# wasserkühlung bis 450€ ?!



## sgpavlo (6. Juli 2014)

*wasserkühlung bis 450€ ?!*

hallo leute 

ich möchte mir demnächst eine wasserkühlung nur für die cpu kaufen. Krieg ich für 450€ was gutes? i7 4790k sockel 1150, radiator größe ist egal..

mfg


----------



## Counted911 (6. Juli 2014)

*AW: wasserkühlung bis 450€ ?!*

Für das Geld würdest du etwas gutes bekommen, aber CPU Only macht wenig Sinn, ich würde an deiner Stelle darüber nachdenken die GPU(S) mit einzubinden.

LG Counted911


----------



## FrozenPie (6. Juli 2014)

*AW: wasserkühlung bis 450€ ?!*

Der Wasserkühlungs-Gott (@der pc-nutzer) ist leider grad Offline 

Edit: Sag uns vor allem erst mal in was für ein Case die Kühlung soll bzw. ob noch eins gebraucht wird. Welche Grafikkarte ist verbaut, etc.


----------



## der pc-nutzer (6. Juli 2014)

*AW: wasserkühlung bis 450€ ?!*

Schon da 

Case und Graka wären wichtig zu wissen, wie FrozenPie bereits schrieb


----------



## cryzen (6. Juli 2014)

*AW: wasserkühlung bis 450€ ?!*

An deiner stele würde ich mit Cpu kühlen sonst ist das wie gewollt aber nicht gekonnt


----------



## sgpavlo (6. Juli 2014)

*AW: wasserkühlung bis 450€ ?!*

benchtable lian li t-60, hardware hätte ich noch 2x r9 290 vapor-x. Dachte evtl an mo-ra3!? Wie gesagt kenn mich überhaupt nicht aus mit den wasserkühlungen. Bräuchte dann noch eine beratung für die pumpe und cpu-kühler evtl für die gpu`s..


----------



## der pc-nutzer (6. Juli 2014)

*AW: wasserkühlung bis 450€ ?!*

Wenn die 2 R9 290 mitgekühlt werden sollen, reichen 450€ definitiv nicht aus:

[url=http://www.aquatuning.de/AtsdCartSave/load/AtsdCartSaveKey/45a26e8abe43ba4e3effd3cfa556d9b6]Warenkorb | Aquatuning Germany[/url]
+
9x Noiseblocker NB-BlackSilentPro PL-2 Preisvergleich | Geizhals Deutschland
+ 
1x Phobya Y-Kabel 3Pin Molex auf 9x 3Pin Molex 60cm - Schwarz | Lüfterkabel und Adapter | Kabel | Aquatuning Germany


----------



## sgpavlo (6. Juli 2014)

*AW: wasserkühlung bis 450€ ?!*

braucht man die 420er pro version von mo-ra? oder ist das einfach zu übertrieben?


----------



## der pc-nutzer (6. Juli 2014)

*AW: wasserkühlung bis 450€ ?!*

Der 420er Pro ist übertrieben, außerdem reicht der 360lt mehr als aus


----------



## sgpavlo (6. Juli 2014)

*AW: wasserkühlung bis 450€ ?!*

ok danke erstmal, kann ich die lüfter und die pumpe auch an meiner lüftersteuerung(scythe) anklemmen? Welche Flüssigkeit soll ich noch nehmen ?


----------



## der pc-nutzer (6. Juli 2014)

*AW: wasserkühlung bis 450€ ?!*



sgpavlo schrieb:


> ok danke erstmal, kann ich die lüfter und die pumpe auch an meiner lüftersteuerung(scythe) anklemmen?

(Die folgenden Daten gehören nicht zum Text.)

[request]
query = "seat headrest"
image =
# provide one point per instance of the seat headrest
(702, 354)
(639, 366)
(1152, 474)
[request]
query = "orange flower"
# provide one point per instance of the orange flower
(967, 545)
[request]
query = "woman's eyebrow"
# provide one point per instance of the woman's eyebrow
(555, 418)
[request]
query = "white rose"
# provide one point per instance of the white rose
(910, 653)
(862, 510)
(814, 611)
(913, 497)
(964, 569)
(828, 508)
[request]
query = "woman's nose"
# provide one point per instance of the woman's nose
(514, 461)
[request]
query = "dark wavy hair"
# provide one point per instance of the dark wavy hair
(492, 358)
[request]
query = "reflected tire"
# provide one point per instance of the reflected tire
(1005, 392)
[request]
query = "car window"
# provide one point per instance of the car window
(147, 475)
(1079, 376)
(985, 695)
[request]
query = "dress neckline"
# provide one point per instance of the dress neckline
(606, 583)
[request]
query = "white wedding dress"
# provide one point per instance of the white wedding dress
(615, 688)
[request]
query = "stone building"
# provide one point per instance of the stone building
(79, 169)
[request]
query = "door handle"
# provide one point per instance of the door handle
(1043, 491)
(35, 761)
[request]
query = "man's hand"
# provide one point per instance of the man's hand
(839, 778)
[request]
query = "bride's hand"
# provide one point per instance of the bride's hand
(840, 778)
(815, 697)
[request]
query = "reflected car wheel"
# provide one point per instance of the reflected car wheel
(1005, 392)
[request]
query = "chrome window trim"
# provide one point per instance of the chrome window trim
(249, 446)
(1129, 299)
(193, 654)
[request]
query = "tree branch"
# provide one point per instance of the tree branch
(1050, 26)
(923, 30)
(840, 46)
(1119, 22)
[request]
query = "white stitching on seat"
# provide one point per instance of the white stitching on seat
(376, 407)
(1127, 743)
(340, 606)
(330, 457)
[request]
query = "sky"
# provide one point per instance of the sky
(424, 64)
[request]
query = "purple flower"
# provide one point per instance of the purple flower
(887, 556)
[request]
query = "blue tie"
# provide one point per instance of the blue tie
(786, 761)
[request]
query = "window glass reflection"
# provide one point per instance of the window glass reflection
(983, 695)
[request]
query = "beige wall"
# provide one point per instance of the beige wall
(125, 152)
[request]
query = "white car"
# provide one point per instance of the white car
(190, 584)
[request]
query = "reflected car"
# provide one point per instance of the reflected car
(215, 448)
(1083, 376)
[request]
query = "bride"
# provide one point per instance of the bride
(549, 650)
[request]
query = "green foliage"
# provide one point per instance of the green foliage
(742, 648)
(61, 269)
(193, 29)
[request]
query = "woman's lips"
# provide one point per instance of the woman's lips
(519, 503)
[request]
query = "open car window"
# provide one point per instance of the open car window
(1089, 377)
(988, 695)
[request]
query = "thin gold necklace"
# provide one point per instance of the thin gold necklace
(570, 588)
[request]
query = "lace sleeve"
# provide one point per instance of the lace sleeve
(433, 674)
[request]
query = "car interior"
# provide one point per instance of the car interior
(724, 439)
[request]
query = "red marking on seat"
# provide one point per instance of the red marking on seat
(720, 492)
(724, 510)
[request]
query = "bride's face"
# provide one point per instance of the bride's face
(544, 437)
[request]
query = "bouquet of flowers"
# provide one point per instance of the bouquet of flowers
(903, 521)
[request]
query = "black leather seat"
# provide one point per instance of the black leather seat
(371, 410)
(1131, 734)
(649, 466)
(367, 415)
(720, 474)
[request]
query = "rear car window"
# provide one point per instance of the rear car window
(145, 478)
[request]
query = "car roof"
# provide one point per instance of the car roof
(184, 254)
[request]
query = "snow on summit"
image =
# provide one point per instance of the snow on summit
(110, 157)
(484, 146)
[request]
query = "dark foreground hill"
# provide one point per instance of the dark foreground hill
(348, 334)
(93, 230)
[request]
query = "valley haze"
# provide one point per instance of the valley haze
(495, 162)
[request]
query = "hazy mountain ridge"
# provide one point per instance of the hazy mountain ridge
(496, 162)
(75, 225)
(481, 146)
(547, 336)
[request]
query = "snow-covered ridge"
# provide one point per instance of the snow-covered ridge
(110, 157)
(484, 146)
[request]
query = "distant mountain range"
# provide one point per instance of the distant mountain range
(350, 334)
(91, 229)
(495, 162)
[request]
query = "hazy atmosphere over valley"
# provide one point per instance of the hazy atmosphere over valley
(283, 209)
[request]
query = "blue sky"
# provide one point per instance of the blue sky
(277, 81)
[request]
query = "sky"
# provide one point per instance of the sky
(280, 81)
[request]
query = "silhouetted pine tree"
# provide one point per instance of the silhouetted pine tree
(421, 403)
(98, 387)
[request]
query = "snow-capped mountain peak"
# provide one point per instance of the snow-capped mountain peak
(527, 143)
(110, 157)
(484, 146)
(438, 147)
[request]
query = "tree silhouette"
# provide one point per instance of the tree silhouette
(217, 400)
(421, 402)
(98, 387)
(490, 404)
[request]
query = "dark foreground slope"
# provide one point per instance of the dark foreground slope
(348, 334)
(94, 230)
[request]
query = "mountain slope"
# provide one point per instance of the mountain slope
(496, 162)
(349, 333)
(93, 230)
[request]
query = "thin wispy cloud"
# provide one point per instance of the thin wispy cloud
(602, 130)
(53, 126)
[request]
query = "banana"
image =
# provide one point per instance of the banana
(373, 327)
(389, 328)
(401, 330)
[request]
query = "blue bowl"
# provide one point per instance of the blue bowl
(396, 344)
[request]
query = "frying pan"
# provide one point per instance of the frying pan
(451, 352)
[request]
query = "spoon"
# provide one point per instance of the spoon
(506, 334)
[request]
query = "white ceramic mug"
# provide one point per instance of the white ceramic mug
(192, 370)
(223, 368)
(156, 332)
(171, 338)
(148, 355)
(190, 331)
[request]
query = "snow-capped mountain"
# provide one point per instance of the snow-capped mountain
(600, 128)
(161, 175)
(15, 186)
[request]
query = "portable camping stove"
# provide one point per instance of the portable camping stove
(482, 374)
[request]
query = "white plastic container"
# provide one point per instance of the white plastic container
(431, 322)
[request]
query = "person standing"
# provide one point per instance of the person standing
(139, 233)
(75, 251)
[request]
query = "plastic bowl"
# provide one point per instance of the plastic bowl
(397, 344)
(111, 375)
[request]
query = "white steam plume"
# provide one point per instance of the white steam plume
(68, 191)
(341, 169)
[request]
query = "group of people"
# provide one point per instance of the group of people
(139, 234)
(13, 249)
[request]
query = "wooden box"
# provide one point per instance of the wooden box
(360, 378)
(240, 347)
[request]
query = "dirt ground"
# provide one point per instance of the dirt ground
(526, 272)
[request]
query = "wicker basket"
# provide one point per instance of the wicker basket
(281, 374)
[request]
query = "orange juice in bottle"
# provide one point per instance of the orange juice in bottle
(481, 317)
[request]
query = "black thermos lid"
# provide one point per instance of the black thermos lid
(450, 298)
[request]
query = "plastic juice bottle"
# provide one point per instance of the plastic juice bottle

Könntest du macen, allerdings gibts zur Aquastream Pumpe ne Software dazu (Aquasuite), die ist wohl sehr gut



> Welche Flüssigkeit soll ich noch nehmen ?


 
Destilliertes Wasser mit Korrosionsschutz


----------



## shadie (7. Juli 2014)

*AW: wasserkühlung bis 450€ ?!*

Bin ich im Falschen Warenkorb gelandet?

Alphacool Repack - Laing DDC - 5,25 Bay Station

Das Ding würde ich mir mit ner DDC nicht verbauen!

Ich hab den wesentlich teureren und besser entkoppelten Monsoon und bekomme das Ding nicht mal ordentlich leise.

Das Ding von Alphacool wird vibrieren wie Hulle.


----------



## der pc-nutzer (7. Juli 2014)

*AW: wasserkühlung bis 450€ ?!*

Habs mal ausgebessert: Warenkorb | Aquatuning Germany


----------



## sgpavlo (8. Juli 2014)

*AW: wasserkühlung bis 450€ ?!*

kann ich da auch noch einen anderen AGB wählen? der gefällt mir jetzt nicht so..


----------



## der pc-nutzer (8. Juli 2014)

*AW: wasserkühlung bis 450€ ?!*

Wenn Platz ist, kannst du auch nen 5,25" oder 3,5" AGB nehmen


----------



## sgpavlo (9. Juli 2014)

*AW: wasserkühlung bis 450€ ?!*

Ist das Case(Phanteks Enthoo Primo) für den MO-RA3 geeignet? Wie bekomme dich die Schläuche durch das Case? mfg


----------



## der pc-nutzer (9. Juli 2014)

*AW: wasserkühlung bis 450€ ?!*

Das Primo hat von Haus aus keine Schlauchdurchführungen, da es für interne Wakü (2 480er) ausgelegt ist. Abhilfe schafft da ne Schlauchdurchführung: Slotblende mit 2x G1/4" Durchführung - black nickel | Schlauchzubehör | Schläuche | Wasserkühlung | Aquatuning Germany


----------



## Captain_Bedal (11. Juli 2014)

*AW: wasserkühlung bis 450€ ?!*

Wobei ich bei dem Case nicht umbedingt auf externe Wakü setzen würde. Es wurde ja schon ziemlich gut auf die interne ausgelegt


----------